It is not easy for a parent to see their child experience anxiety, failure, and disappointment. However, shielding children from a setback robs them of the chance to develop the emotional muscle they need to deal with failure and disappointment in the future.
Parents should always show empathy when children experience these situations and emotions. But instead of shielding children, parents can serve as a coach to help their young ones learn how to handle them.
When children experience failure, parents can work to reframe that failure into an opportunity for learning and growth. Children can also benefit from hearing parents talk about their own setbacks or failures to let kids see that failure is a normal part of life and not something to be feared.
2. Not setting boundaries or limits for children
While completely controlling a child’s life can be detrimental, going to the other extreme of letting children do whatever they want, can also have negative consequences.

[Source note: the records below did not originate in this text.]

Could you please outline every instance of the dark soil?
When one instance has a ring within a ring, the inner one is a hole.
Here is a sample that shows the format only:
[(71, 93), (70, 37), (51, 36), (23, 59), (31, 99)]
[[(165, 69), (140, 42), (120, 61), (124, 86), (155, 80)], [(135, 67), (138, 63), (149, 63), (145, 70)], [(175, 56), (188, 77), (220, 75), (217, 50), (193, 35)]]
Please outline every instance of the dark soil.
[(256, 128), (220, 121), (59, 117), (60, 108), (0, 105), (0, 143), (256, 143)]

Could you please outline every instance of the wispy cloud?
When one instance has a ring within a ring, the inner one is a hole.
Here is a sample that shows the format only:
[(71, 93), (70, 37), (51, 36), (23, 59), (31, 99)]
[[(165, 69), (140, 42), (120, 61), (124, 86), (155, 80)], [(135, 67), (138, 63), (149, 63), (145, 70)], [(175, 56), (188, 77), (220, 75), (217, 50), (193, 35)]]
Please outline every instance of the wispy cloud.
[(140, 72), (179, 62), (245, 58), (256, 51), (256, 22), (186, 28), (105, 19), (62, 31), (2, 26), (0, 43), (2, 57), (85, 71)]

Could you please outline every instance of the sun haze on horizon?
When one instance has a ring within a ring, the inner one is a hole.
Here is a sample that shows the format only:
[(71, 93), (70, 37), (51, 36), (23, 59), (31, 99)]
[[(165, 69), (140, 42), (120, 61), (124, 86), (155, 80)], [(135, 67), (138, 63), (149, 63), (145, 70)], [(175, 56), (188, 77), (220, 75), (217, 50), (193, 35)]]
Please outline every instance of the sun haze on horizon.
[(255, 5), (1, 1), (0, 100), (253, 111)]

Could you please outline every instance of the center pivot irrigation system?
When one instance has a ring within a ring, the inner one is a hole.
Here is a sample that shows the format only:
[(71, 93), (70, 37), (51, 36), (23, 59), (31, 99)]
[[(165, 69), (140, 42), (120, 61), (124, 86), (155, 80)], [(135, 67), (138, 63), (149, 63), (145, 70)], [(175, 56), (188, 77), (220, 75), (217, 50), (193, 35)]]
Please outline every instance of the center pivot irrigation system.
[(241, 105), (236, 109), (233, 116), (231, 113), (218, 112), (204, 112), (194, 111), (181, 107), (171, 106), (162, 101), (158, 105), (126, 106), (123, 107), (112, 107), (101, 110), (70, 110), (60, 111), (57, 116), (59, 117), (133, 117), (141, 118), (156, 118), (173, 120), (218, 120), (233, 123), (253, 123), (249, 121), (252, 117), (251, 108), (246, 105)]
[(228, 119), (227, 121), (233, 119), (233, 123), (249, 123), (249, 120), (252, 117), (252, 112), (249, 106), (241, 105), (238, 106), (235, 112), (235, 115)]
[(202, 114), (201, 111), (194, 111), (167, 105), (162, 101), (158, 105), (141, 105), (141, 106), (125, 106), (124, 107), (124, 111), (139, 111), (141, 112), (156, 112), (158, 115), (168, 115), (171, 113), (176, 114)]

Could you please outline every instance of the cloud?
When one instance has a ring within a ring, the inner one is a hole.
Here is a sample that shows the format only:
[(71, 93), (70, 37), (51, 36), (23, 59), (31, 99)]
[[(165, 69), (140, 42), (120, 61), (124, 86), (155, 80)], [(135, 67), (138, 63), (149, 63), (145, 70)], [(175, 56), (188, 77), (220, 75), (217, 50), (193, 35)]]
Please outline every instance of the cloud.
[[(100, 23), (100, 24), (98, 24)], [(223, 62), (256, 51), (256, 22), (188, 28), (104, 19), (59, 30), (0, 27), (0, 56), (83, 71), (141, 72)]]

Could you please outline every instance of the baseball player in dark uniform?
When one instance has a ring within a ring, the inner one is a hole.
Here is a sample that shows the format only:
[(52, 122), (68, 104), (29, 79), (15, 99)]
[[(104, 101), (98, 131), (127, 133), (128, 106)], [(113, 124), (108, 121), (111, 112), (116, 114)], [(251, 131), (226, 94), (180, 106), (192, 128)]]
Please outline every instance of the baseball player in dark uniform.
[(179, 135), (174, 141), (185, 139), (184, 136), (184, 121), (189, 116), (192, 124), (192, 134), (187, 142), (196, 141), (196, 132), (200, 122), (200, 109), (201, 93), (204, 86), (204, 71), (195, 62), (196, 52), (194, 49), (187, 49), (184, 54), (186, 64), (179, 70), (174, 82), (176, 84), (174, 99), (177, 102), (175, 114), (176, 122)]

As children grow and mature they need parents and other important adults in their life to help them learn and understand appropriate ways to behave. Without this guidance, children could find themselves feeling socially lost, and without self-discipline to accomplish small tasks and larger goals. Worse, if parents give into their child’s every whim the child may expect others to do the same which isn’t the way the real world works.
3. Letting children avoid responsibility
Children who learn responsibility understand the importance of pitching in and working side-by-side with others on a task. They also obtain skills to better understand how to organize and complete a task. But any child that is not given the chance to practice and demonstrate responsibility in childhood is also not likely to demonstrate it in adulthood.
4. Comparing children with other children
It can be so tempting to determine how your children are faring by comparing them to other children. You may find yourself looking for markers of your children’s success by questioning if your child is reading at the same rate as other children.
Believing that your child needs to do the same activities, attain the same milestones on the same schedule as other children can lead you to push your children into activities they don’t enjoy and into classes that are not a good fit. This ultimately dwindles your child’s self-esteem.
Read also: 10 Tips To Encourage Child’s Independence
5. Trying to be a perfect parent who raises perfect children
The responsibility of parenthood can feel overwhelming. Some people respond to this by trying to do everything “right,” including never showing sad or angry emotions and giving children everything they could possibly need (or oftentimes simply want) to attain a narrow definition of success.
When you try to be a perfect person, you are not modeling the resiliency that your children will need when they become adults. Having been shielded from their parent’s flaws, children may look at their own flaws as tragedies which could lead to low self-esteem and make them clingy and dependent.